Human PRAME and its paralogues are related to LRR family proteins, some of which are known to have functions in cell immunity and signal transduction. PRAME may therefore serve as an intracellular sensor of pathogen associated molecular particles (PAMPs) or molecules associated with cancer-related inflammation (Fig. 3). To confirm this, it will be important to identify proteins or other molecules that associate with PRAME, and determine whether PRAME adopts a structure similar to the LRR domains of TLR or NALP proteins. Murine orthologues of PRAME show an expression pattern that is restricted to the zygote, and later to ovary and testis tissues, suggesting that this family of proteins also functions in early embryogenesis and gametogenesis. PRAME expression in cancers may therefore be due to reactivation of genes associated with 'stemness' or pluripotency, or in response to signals that activate immune or autoimmune responses associated with tumours.

Figure 3
figure 3

Potential nuclear and cytoplasmic functions of PRAME. Schematic representation depicting interactions of PRAME with nuclear proteins such as retinoic acid receptor (RAR), polycomb repressor EZH2 and the serine threonine kinase STK19. Interaction with RARs and EZH2 is thought to modulate gene expression and responses to retinoic acid signalling.

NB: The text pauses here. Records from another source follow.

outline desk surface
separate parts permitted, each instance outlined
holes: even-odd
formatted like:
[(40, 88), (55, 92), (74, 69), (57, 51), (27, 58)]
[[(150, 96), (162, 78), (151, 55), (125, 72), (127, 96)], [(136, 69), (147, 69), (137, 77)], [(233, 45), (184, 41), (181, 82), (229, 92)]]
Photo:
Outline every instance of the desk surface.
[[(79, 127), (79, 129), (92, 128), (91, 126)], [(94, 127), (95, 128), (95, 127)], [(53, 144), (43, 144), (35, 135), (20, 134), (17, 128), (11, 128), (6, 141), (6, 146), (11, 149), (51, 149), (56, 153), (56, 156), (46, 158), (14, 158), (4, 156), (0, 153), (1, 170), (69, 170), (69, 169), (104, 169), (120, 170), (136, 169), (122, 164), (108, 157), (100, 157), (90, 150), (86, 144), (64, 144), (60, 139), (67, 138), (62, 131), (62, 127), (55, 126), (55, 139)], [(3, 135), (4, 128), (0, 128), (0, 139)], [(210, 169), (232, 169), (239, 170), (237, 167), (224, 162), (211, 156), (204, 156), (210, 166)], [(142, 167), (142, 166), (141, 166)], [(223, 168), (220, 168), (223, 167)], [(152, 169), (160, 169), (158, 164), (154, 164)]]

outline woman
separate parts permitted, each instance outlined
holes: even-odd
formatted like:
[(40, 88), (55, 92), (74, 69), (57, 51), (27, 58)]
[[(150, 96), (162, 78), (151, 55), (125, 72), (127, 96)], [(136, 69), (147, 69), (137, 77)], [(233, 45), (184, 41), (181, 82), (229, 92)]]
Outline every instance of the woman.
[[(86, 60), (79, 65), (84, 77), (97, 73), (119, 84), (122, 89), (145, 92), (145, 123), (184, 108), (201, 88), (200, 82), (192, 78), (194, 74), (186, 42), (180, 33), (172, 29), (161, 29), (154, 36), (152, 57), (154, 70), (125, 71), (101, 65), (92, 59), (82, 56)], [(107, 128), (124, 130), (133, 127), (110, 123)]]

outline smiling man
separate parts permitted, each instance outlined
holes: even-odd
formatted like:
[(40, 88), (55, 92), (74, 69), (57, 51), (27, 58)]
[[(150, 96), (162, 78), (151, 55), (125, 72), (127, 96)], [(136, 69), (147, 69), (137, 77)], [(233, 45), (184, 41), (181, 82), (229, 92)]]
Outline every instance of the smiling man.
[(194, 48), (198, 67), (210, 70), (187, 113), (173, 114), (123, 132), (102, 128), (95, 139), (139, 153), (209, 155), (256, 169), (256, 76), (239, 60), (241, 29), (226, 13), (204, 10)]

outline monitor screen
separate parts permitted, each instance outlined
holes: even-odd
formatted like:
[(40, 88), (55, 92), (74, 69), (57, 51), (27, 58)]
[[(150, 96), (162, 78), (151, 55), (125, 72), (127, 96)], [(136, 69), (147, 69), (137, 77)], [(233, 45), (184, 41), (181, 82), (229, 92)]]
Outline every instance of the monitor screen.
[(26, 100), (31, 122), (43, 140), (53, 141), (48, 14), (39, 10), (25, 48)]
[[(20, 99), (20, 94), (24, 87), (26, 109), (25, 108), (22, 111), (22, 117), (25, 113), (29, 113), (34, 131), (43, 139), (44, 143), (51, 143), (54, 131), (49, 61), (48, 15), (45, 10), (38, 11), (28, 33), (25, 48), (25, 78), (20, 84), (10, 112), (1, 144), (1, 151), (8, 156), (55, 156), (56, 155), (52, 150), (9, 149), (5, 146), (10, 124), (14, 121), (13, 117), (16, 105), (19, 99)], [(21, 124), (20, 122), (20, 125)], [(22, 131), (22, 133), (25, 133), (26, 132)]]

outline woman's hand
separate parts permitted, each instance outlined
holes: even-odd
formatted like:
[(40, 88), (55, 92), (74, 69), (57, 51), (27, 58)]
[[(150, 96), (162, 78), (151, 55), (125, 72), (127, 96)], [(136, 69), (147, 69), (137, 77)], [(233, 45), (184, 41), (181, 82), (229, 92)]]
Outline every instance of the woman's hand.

PRAME also interacts with the outer membrane opacity protein (OPA-P) from bacterial pathogen N. gonorrhoea, and may also interact with other pathogen-associated microbial patterns (PAMPs) entering the cytoplasm. In addition, expression of PRAME in cancer cells may allow it to function in sensing molecules associated with cancer or cancer-related inflammation.

The subcellular distribution of PRAME indicates it is likely to have both nuclear and cytoplasmic functions. Although direct interactions with retinoic acid receptors appear weak (Fig. 2), there is substantial evidence that PRAME may negatively regulate retinoic acid signalling, through recruitment of polycomb proteins such as EZH2 to promoter complexes (Fig. 3). It remains to be determined how these molecular functions of PRAME exert their effects on differentiation and proliferation of leukaemic cells. Thus, while the precise molecular functions of PRAME and its role in oncogenesis remain to be addressed, PRAME continues to serve as both a useful prognostic marker in acute leukaemias and solid tumours, and an attractive target for potential immunotherapy.